Review: Footloose * * *
(12A, general release)
It's pretty hard to think of a film more quintessentially 80s than Herbert Ross's Footloose, a frothy musical drama that was made a hit by insistent teens (mainly female) rather than critical acclaim. In it, a fresh-faced Kevin Bacon played Ren McCormack, a big-city teenager who sets the cat among the pigeons when he moves to live with his aunt and uncle in a bible-belt town where dancing has been expressly prohibited.
In this remake, funnily enough, exactly the same thing happens! So note for note is Craig Brewer's film, in fact, that one could be forgiven for wondering what the point of it all is. But at least it's pretty well made in the main, and tolerably entertaining.

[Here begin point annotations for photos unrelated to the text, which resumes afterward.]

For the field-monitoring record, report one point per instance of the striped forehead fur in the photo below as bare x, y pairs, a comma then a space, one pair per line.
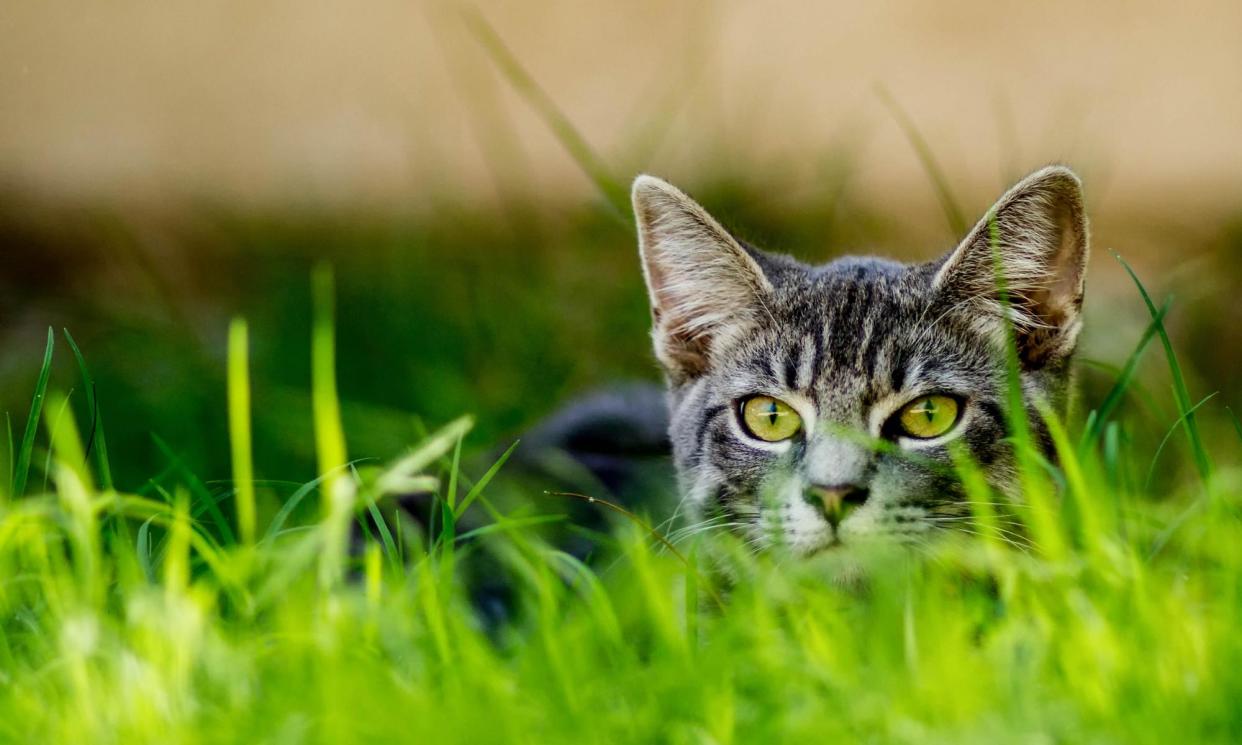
846, 345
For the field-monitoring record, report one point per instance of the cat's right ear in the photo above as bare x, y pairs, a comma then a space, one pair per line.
706, 291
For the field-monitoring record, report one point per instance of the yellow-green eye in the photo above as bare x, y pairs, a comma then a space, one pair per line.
929, 416
770, 419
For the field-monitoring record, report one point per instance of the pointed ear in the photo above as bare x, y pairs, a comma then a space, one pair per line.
1041, 240
706, 291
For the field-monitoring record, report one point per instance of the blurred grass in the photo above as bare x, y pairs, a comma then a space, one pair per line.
134, 609
124, 618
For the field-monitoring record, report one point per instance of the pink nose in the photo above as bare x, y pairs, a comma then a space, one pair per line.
836, 501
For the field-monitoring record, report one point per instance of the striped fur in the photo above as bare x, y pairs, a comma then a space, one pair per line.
847, 344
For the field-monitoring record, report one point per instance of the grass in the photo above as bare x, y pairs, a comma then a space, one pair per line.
129, 618
145, 602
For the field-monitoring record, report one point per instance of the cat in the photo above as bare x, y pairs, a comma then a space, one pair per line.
816, 406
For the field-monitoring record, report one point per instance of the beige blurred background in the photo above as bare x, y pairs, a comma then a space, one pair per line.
383, 103
168, 165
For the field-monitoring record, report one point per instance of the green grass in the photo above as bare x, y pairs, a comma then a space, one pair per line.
144, 602
131, 618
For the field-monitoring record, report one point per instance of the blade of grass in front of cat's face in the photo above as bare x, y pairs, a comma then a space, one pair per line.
1036, 492
1179, 383
1123, 380
21, 469
97, 445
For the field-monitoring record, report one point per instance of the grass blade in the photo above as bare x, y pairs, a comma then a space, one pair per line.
21, 469
1123, 381
953, 212
560, 126
1237, 425
329, 437
199, 491
96, 443
239, 428
1181, 420
1179, 383
487, 477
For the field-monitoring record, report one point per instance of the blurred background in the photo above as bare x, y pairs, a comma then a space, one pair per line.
165, 167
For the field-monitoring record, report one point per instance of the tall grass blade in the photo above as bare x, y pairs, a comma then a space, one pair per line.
21, 469
338, 488
1237, 425
486, 478
560, 126
953, 212
239, 428
1099, 420
1179, 383
203, 498
1164, 441
96, 443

Dancer Kenny Wormald is Ren McCormack, who is sent to Bomont, Tennessee, to live with his aunt and uncle after his mother's death from cancer. Ren, understandably, is a troubled young man, but his love of fast cars and loud music soon lands him in trouble with the local law, who disapprove of music, dancing, and fun of any kind.
Three years previously, a group of teenagers were killed in a car crash on their way home from a dance. Among them was the Reverend Shaw Moore's son, and he has led a campaign to protect Bomont's teens by smothering their wilder instincts.
The reverend's daughter, Ariel (Julianne Hough), has rebelled, and when she and Ren become attracted to one another, the newcomer gets the blame.
There are some enjoyable dance routines once things get going, and Brewer's film ticks along at a decent pace.
Dennis Quaid is well cast as the censorious but well-meaning reverend, and Andie MacDowell is drippy as ever as his watery wife.
Kenny Wormald and Julianne Hough are both impressive dancers, but their supposed passion is unconvincing, and Miles Teller steals the show as Ren's awkward southern buddy, Willard.